On line 3, should not "Conditional Exchange" be called Material Implication?

torosalvajebcn

Nested proof? More like "Nice, this is good!" Thanks again for these wonderful videos. Sometimes I get a bit down when I can see the end of the playlist coming into view, but I can't wait to start my next adventure!

PunmasterSTP

but according to reductive explosion you can simply deduce R from the presence of Q ^ ~Q since it is already a contradiction is it not?

dinghaoluo

Looking forward to your next courses!
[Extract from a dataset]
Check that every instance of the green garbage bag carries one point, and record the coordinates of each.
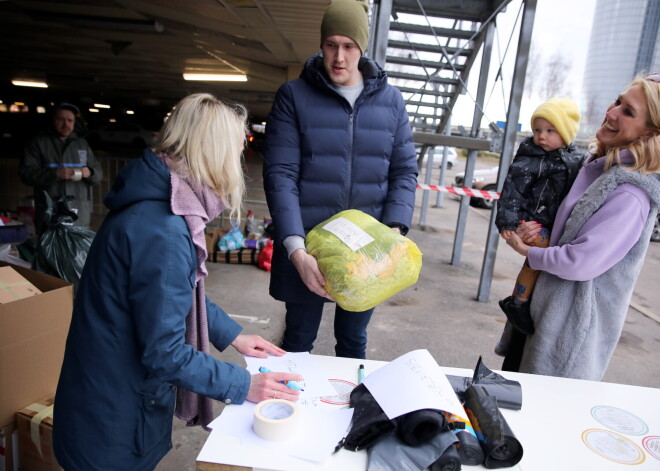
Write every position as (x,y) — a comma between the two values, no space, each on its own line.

You are an excellent teacher!
KUDOS.

bogdanoiul

I dont really understand how he got from step 4 to 5, how did the ~R disappear?
Which Law is this?

SchoolRumbleRawks

if Q and not Q is a contradiction then this whole exercise seems nonsense to me,

Velzen

A vacuous proof could help this one. It would still need to be nested though.

TheLukeskywalker

I solved this the following way:

(Q and -Q) is always false so the conditional (Q and -Q)=>R is always true. So because that conditional is true, and is the consequent of the main conditional statement we are trying to prove here, we can take the main statement as proved too since the conjunction {P and -[(Q and -Q)=>R]} will always be false so - {P and -[(Q and -Q)=>R]}. Then I re-write {-P or [(Q and -Q)=>R]} with De Morgan. Then I do material implication to get the affirmation P=>[(Q and -Q)=>R].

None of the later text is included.